There are two examples in this repository, both run in MATLAB. The examples estimate the angle of attack of an aircraft using measurements of other longitudinal vairables, and constitutes the case study investigated in my CGNCC2016 paper. The first example uses offline data collected from the aircraft simulation model (which is a Simulink model), thus can be executed without Simulink. The other one uses Simulink and provices a more complete simulation environment.
This example includes a single m-file 'example_gpr_dob_map.m' and three data files: 'example_offline_data.mat' for the offline aircraft input output data, 'example_GTM_IODATA.mat' and 'example_GTM_LINEAR_LON.mat' for the aircraft linearisation data used in MAP design.
To run this example, type example_gpr_dob_map.m
and press enter in MATLAB command window. Further information are also included in this m-file.

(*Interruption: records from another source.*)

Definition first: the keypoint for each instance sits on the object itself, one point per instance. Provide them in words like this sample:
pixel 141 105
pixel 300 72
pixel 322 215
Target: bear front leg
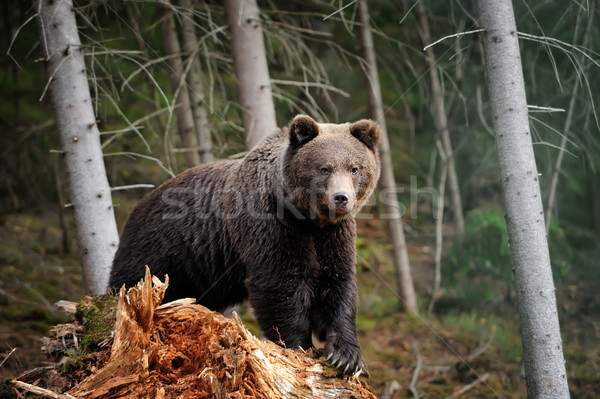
pixel 280 278
pixel 334 311
pixel 283 316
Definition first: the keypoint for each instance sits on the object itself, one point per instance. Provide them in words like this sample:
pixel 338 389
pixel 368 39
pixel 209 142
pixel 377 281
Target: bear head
pixel 330 170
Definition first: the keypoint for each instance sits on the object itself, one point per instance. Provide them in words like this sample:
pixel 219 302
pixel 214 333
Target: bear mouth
pixel 333 213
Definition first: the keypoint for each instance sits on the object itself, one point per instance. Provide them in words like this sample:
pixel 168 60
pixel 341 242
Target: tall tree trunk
pixel 251 70
pixel 441 121
pixel 387 181
pixel 91 198
pixel 194 79
pixel 185 118
pixel 540 331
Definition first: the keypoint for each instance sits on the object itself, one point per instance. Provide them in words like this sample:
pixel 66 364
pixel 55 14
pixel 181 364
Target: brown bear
pixel 276 227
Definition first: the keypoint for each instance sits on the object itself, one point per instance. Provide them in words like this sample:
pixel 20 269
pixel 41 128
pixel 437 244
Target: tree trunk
pixel 185 119
pixel 540 331
pixel 441 121
pixel 251 70
pixel 387 181
pixel 195 83
pixel 91 198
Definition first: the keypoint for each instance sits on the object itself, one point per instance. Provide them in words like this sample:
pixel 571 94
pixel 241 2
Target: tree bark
pixel 185 118
pixel 540 331
pixel 251 70
pixel 194 79
pixel 441 121
pixel 387 181
pixel 91 198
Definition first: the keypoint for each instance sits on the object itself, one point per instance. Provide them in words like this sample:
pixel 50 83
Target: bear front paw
pixel 344 355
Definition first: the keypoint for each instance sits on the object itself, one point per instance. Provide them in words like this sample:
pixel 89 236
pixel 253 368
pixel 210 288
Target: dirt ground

This example is a bit complicated. The two data files 'example_GTM_IODATA.mat' and 'example_GTM_LINEAR_LON.mat' used in MAP design are also included in this example, which means that the two examples share the same MAP estimator design and parameters, but run on different data sources. The MAP estimator in this example is also packed in a Simulink block included in the file 'example_cgncc16_paper_gtm.slx'. This MAP block needs be used in combination with the GTM simulation model in order to obtain data from the aircraft. In detail, before running this example:
- Download the [GTM Simulation model] (https://github.com/nasa/GTM_DesignSim "GTM_DesignSim").
- Go to directory 'GTM_DesignSim/gtm_design', and create a new Simulink model with the name of 'gtm_design_map.slx'.
- Copy and paste the blocks in 'example_cgncc16_paper_gtm.slx' and 'GTM_DesignSim/gtm_design/gtm_design.slx' to the Simulink model 'gtm_design_map'. The figure below shows how the contents of the two simulink files should be combined.
- Copy and paste all files and folders in this repository into 'GTM_DesignSim/gtm_design/'.
- Run
example_cgncc16_paper.m
in MATLAB.
Note: this example also uses an m-file named 'ekfd.m', which implements an extended Kalman filter. The only reason for this is to re-use existing code, users can implement their own Kalman filter without bothering with the EKF.